Thief is also in line. They said mantle will be added soon. which makes it two  And I am sure the count is going to increase in comnig days


----------



## topgear (Mar 3, 2014)

Finally the BIG giant is waking up 
Updated: Microsoft Preparing To One-Up AMD's Mantle With New Version of DirectX - Forbes


----------



## AbhMkh (Mar 23, 2014)

Mantle support released for thief, websites claim an improvement of 25% in performance.

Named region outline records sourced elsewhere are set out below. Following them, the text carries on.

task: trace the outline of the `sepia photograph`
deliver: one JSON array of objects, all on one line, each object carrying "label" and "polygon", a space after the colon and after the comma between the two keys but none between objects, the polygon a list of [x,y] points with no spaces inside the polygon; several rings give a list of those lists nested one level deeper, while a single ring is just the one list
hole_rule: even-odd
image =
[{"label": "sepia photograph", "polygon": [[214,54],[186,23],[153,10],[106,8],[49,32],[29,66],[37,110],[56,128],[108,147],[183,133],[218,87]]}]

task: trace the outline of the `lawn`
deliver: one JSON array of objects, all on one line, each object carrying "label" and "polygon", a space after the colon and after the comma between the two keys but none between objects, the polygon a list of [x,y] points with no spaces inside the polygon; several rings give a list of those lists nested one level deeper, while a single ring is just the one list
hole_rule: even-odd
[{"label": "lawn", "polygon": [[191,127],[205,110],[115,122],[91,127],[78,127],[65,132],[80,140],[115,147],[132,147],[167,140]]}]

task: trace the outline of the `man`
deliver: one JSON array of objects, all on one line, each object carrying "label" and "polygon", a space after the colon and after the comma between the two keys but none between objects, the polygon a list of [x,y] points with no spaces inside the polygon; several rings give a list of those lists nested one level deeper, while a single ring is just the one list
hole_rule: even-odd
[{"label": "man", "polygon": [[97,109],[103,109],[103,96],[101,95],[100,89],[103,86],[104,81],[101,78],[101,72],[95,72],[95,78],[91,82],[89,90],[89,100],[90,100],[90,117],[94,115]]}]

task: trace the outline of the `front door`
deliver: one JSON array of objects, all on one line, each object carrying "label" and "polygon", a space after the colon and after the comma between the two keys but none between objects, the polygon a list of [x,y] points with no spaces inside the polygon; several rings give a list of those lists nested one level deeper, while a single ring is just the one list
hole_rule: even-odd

Can somebody with an AMD GCN card check this ?


----------



## seamon (Mar 23, 2014)

abhidev said:


> Yeaa... true that... I hope it becomes a generalized standard for all platforms. We can then have games on Ubuntu and Mac easily



yeah and only then people will realize how underpowered macs are.


----------



## Desmond (Mar 23, 2014)

AbhMkh said:


> Mantle support released for thief, websites claim an improvement of 25% in performance.
> 
> Can somebody with an AMD GCN card check this ?



I think some web site will do a review sooner or later.


----------



## ASHISH65 (Jul 13, 2014)

Look at this :

Exclusive: Upcoming games to support Mantle | VideoCardz.com




> As you can see the list has grown, and we have some very cool games coming. The list is divided into 3 groups: games that are released, unreleased, and games that are not yet confirmed to support Mantle, however developers have signed for private AMD beta program.Games in beta program may or may not support Mantle, but these games will be Gaming Evolved titles for sure. The third group includes *GTA5, Lara Croft and the Temple of Osiris, COD:AW and Sleeping Dogs: Triad Wars*. Mantle support for GTA5 could be a game-changer for AMD.
> While the third group has still Mantle support pending, the second group is confirmed to support new API. Here you can find*Star Citizen, Sims 4, Rise of the Tomb Rider, Mass Effect or Star Wars Battlefront.*
> Thanks to AMD partnership with EA/DICE and Oxide Games, Mantle may finally become a real competition for DirectX. DX12 is still long way ahead, while Mantle is already here.


----------



## sam_738844 (Jul 14, 2014)

ASHISH65 said:


> Look at this :
> 
> Exclusive: Upcoming games to support Mantle | VideoCardz.com



Good for mantle. Specially when it comes to GTA V


----------